Herman Cain may have just had his Rick Perry “oops” moment.
In an interview with the Milwaukee Journal Sentinel editorial board, Cain was asked whether he agreed or not with President Obama’s decisions on Libya.
The beginning of Cain’s answer then gave the impression that he might have been working from rote memorization — and struggling to remember his lines.
“Okay, Libya,” Cain said — then paused, looking downward. “President Obama supported the uprising — correct? President Obama called for the removal of Qaddafi. Just want to make sure we’re talking about the same thing before I say, yes I agreed, or no I didn’t agree.”
“I do not agree with the way he handled it, for the following reasons — No, that’s a different one. (Pauses) I gotta go back, see. (Pauses) Got all this stuff twirling around in my head. Specifically, what are you asking me, did I agree or not disagree (sic) with Obama?”
The interview then continued, with Cain laying out the situation, and saying he would have done a better job than Obama in assessing the situation, and the nature of the Libyan opposition.
However, the reporters still unclear exactly what his position was.

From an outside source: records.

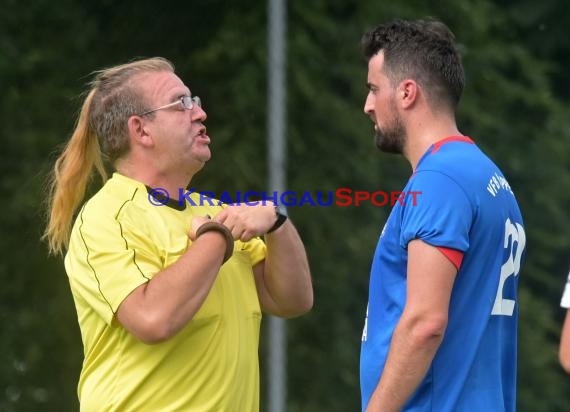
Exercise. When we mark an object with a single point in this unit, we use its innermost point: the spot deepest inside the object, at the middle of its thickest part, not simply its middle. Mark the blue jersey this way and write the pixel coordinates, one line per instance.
(462, 202)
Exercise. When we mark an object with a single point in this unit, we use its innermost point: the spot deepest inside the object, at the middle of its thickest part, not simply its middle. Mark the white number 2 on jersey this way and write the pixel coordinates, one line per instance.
(514, 233)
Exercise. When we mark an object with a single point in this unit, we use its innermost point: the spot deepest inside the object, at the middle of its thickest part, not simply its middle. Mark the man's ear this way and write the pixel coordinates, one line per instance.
(138, 132)
(407, 93)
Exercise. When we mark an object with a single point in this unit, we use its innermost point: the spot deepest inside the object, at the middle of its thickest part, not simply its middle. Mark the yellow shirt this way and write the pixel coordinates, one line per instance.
(120, 240)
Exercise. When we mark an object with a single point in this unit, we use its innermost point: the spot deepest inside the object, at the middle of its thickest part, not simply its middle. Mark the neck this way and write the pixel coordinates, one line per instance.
(154, 178)
(422, 135)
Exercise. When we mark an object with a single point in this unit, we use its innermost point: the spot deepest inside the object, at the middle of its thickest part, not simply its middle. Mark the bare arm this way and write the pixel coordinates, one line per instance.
(420, 330)
(158, 309)
(283, 279)
(564, 350)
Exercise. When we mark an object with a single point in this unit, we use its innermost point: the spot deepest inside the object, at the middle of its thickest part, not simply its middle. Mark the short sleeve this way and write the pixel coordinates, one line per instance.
(565, 302)
(441, 214)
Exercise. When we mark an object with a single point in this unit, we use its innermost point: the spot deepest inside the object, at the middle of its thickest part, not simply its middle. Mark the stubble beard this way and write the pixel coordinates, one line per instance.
(392, 139)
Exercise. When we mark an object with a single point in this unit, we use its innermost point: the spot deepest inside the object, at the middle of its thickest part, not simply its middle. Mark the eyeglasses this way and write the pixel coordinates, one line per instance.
(187, 103)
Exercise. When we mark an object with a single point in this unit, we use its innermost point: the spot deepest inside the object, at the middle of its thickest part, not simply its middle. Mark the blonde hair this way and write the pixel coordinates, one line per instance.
(101, 129)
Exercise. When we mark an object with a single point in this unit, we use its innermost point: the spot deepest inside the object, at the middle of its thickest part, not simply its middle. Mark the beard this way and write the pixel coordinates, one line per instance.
(392, 138)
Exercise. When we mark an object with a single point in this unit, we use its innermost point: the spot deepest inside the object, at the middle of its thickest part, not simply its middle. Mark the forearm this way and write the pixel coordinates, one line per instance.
(286, 276)
(411, 352)
(159, 309)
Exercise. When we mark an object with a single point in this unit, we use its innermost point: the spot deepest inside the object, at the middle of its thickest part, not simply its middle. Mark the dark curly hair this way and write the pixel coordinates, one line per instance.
(422, 50)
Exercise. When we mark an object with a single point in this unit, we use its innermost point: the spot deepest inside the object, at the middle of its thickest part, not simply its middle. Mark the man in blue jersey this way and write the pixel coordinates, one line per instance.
(441, 326)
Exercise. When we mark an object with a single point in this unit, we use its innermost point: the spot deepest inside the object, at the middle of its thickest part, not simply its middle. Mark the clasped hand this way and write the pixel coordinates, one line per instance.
(245, 222)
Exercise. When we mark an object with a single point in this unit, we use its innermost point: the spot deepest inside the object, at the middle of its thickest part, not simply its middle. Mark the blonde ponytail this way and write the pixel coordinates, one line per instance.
(70, 177)
(113, 98)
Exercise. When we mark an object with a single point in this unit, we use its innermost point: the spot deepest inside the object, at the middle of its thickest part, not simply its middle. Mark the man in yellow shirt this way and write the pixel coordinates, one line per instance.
(169, 295)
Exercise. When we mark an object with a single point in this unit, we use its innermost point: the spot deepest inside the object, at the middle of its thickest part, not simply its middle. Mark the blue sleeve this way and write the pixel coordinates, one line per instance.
(442, 213)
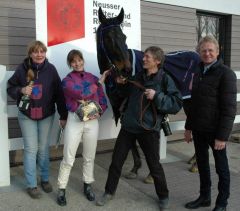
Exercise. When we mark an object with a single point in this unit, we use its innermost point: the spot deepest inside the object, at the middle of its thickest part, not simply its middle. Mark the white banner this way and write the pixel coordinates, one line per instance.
(60, 18)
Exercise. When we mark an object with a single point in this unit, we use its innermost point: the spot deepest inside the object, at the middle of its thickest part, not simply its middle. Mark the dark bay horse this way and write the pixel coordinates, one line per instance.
(113, 53)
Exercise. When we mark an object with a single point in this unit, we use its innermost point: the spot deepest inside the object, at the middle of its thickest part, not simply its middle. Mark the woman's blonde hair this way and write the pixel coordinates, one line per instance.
(32, 47)
(36, 45)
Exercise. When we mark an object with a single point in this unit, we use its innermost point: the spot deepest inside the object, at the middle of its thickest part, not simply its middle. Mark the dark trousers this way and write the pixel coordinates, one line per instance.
(149, 142)
(202, 141)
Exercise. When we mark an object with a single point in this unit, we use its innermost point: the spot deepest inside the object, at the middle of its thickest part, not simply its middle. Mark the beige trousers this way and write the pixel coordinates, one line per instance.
(76, 132)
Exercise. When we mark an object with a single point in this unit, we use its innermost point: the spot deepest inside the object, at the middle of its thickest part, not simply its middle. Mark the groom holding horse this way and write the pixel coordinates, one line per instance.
(155, 93)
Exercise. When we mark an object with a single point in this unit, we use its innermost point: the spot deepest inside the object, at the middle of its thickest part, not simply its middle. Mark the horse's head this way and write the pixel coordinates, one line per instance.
(112, 50)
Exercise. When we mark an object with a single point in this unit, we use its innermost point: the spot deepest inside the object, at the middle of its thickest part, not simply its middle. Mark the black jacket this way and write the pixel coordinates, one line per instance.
(167, 100)
(213, 106)
(47, 90)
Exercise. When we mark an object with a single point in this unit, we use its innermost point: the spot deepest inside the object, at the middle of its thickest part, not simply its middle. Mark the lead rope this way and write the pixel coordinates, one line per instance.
(143, 110)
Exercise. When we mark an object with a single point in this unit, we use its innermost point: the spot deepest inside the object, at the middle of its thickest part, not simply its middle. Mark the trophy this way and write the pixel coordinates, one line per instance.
(25, 100)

“I’m a much more deliberate decision-maker,” Cain said. “That is a point that I keep coming back to. Some people want to say, well, as President you’re supposed to know everything. No you don’t. I believe in having all of the information, as much of it as I possibly can, rather than making a decision or making a decision about whether I totally agreed, and didn’t agree, when I wasn’t privy to the entire situation. There might be some things that might cause me to feel differently.
“So I’m not trying to hedge on the questions. That’s just my nature as a businessman. I need to know the facts as much as possible. I need to hear all of the alternatives (takes a sip of water). For example, someone — you might have mentioned that even in the administration, there were different views. I would want to hear all of those views, look at all the information, and then I make the decision as the Commander-in-Chief. So this is the whole point I’m trying to make.”